Sunak was pressed on the issue after a new survey by startup body the Coalition for a Digital Economy (Coadec) revealed that over half (55 per cent) of investors in UK startups said they would significantly reduce the amount they invest in the country’s early stage companies if the ability to exit was restricted.
A further 23 per cent of investors said they would stop investing in UK startups altogether if the proposed tougher takeover regulation was introduced.
It came after the Competition and Markets Authority (CMA) recommended that the Digital Markets Unit (DMU) – the new public body launched by the government in April and tasked with regulating the UK’s powerful digital sector – is given expanded powers to investigate M&A deals in the sector.
But the proposed reforms were simply “a case of having a broader sense of whether an acquisition is going to be more beneficial than harmful for the UK,” the chancellor said.

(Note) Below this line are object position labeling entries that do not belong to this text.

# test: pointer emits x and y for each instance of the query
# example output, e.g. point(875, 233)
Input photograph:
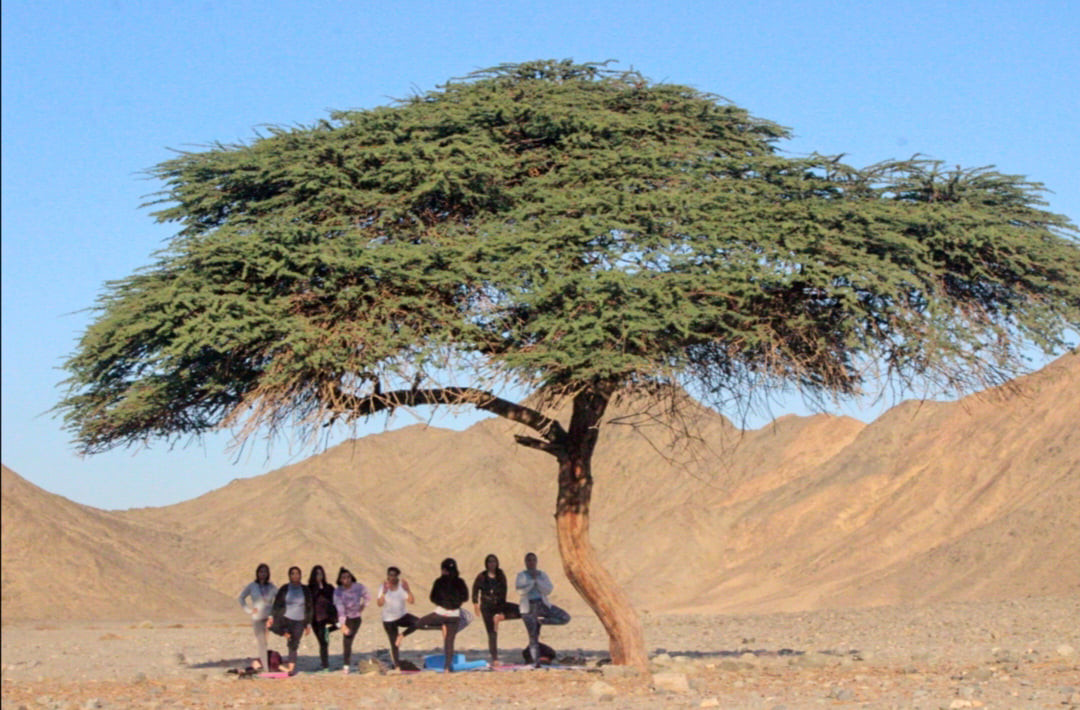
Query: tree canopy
point(565, 227)
point(576, 230)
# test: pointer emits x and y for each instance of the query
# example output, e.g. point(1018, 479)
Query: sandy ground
point(1017, 654)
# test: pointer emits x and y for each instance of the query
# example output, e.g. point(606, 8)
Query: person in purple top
point(350, 598)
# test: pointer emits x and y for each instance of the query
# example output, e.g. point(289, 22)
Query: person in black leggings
point(489, 602)
point(448, 592)
point(293, 608)
point(325, 614)
point(393, 597)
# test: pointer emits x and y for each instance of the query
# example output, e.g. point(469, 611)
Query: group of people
point(319, 606)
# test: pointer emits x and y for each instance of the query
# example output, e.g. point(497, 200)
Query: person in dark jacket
point(324, 618)
point(448, 592)
point(489, 602)
point(292, 614)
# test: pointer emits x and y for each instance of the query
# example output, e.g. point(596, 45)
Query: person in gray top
point(534, 585)
point(257, 600)
point(293, 611)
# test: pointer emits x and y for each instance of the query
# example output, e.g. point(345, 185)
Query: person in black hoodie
point(448, 592)
point(324, 618)
point(489, 602)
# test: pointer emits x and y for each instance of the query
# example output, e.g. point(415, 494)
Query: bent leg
point(449, 630)
point(260, 641)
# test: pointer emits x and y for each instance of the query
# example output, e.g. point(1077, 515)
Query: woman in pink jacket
point(350, 598)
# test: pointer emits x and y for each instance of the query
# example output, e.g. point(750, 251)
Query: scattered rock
point(814, 659)
point(841, 694)
point(671, 682)
point(602, 691)
point(619, 671)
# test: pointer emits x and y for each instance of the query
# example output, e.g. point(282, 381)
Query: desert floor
point(1015, 654)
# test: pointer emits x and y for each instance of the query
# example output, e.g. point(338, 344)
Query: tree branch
point(358, 406)
point(556, 449)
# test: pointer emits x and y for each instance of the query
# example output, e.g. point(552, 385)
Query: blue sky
point(96, 92)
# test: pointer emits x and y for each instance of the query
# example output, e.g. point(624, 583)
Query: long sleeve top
point(261, 599)
point(449, 592)
point(531, 586)
point(489, 591)
point(281, 603)
point(351, 601)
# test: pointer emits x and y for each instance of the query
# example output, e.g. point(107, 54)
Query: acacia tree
point(574, 230)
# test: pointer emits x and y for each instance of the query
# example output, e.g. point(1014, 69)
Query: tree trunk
point(595, 585)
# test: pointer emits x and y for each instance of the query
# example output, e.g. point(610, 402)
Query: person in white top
point(257, 599)
point(393, 595)
point(534, 585)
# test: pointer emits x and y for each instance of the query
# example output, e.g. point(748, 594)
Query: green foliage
point(567, 227)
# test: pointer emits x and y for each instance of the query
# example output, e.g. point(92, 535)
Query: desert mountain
point(974, 499)
point(64, 560)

In 2019, an expert panel led by Obama’s former chief economist Jason Furman consulted the government on digital competition and published a report that claimed: “Over the last 10 years the 5 largest firms have made over 400 acquisitions globally. None has been blocked and very few have had conditions attached to approval, in the UK or elsewhere, or even been scrutinised by competition authorities.”
The CMA’s potential reforms are designed to prevent tech giants swooping in on smaller firms and stamping out competition in a way that may be harmful to the rest of the UK market, the chancellor insisted, saying: “Making sure we have competitive markets, it’s useful to look at the stats.”
Currently, the CMA intervenes in mergers or acquisitions “on balance of probabilities”, for example if there is a greater than 50 per cent likelihood that an acquisition will lead to a substantial lessening of competition (SLC).
But the DMU has proposed lowering this bar to a tougher new criteria of a “realistic prospect” of SLC.
Focusing on tech giants
This, Coadec argues, goes further than the proposals made by Furman’s Digital Competition Expert Panel to introduce a “balance of harms” approach that takes into account the scale of a merger and the startups involved, as well as the likelihood of harm.
By clamping down harder than this, the DMU “threatens the foundations of the tech ecosystem”, Coadec said in the new report, arguing that in fact it made it harder for the UK’s startups to compete with Tech Giants – the opposite to what Sunak implied.
Coadec’s survey also found that 70 per cent of investors felt the UK’s watchdog only thought about tech giants when designing competition rules.
If the watchdog goes ahead with its proposed tougher takeover rules, Coadec estimates that venture capital invested in UK companies could drop by £2.2bn and dent UK economic growth by as much as £770m.